Verslag van de vergadering van 28 juni 2022 (2021/2022 nr. 35)

Status: gecorrigeerd

Aanvang: 9.37 uur


Bekijk de video van deze spreekbeurt

De heer Dittrich i (D66):

Dank u wel, voorzitter. Vandaag spreken we over zes wetsvoorstellen die de Grondwet wijzigen, in tweede lezing. We hebben daar in deze Kamer dus al eerder over gesproken. Ik mag u verklappen dat ik niet alleen namens D66 spreek, maar ook namens de Partij voor de Dieren. We gaan dus eens even kijken hoe dat uitpakt.

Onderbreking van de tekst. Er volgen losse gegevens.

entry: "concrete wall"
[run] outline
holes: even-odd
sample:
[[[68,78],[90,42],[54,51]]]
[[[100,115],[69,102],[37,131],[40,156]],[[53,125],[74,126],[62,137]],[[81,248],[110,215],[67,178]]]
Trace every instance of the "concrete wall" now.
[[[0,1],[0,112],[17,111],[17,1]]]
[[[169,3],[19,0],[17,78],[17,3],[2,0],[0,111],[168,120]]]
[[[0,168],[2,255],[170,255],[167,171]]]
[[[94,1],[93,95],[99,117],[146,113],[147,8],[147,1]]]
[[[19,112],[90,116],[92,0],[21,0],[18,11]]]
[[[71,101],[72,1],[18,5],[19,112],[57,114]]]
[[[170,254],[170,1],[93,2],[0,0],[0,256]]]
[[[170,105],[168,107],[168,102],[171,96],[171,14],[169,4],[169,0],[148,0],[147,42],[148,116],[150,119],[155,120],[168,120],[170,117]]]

Voorzitter. Ik begin bij het nieuwe artikel 17, het recht op een eerlijk proces. Wij vinden het van belang dat het recht op een eerlijk proces nu ook echt in de grondwettekst wordt verankerd. Een van de redenen is dat het recht zoals dat in de Grondwet komt, uitgebreider is dan de reikwijdte van artikel 6 van het Europees Verdrag voor de Rechten van de Mens, dat al gelding heeft in Nederland. Het gaat hier dan ook om civiel recht, bestuursrecht en strafrecht, maar bijvoorbeeld ook over het vreemdelingenrecht. Bij het bepalen van de gegrondheid van een ingestelde vordering heeft men recht op een eerlijk proces, maar ook bij het vaststellen van rechten en verplichtingen. Dat maakt het nieuwe grondwetsartikel 17 belangrijk. Dat mag dus absoluut geen wassen neus zijn of worden.

Tijdens de eerdere behandeling in eerste aanleg is het kinderopvangtoeslagenschandaal herhaaldelijk aan de orde geweest. We weten allemaal dat overheidsinstanties zoals de Belastingdienst op een ongelofelijk foute manier hebben gehandeld, waar rechtszoekenden in Nederland de dupe van zijn geworden. Ook de rechters, die er zijn om op onafhankelijke en onpartijdige wijze over geschillen recht te spreken, hebben het boetekleed aangetrokken. In andere debatten is uitgebreid op dit schandaal ingegaan. De diverse actoren hebben beterschap beloofd.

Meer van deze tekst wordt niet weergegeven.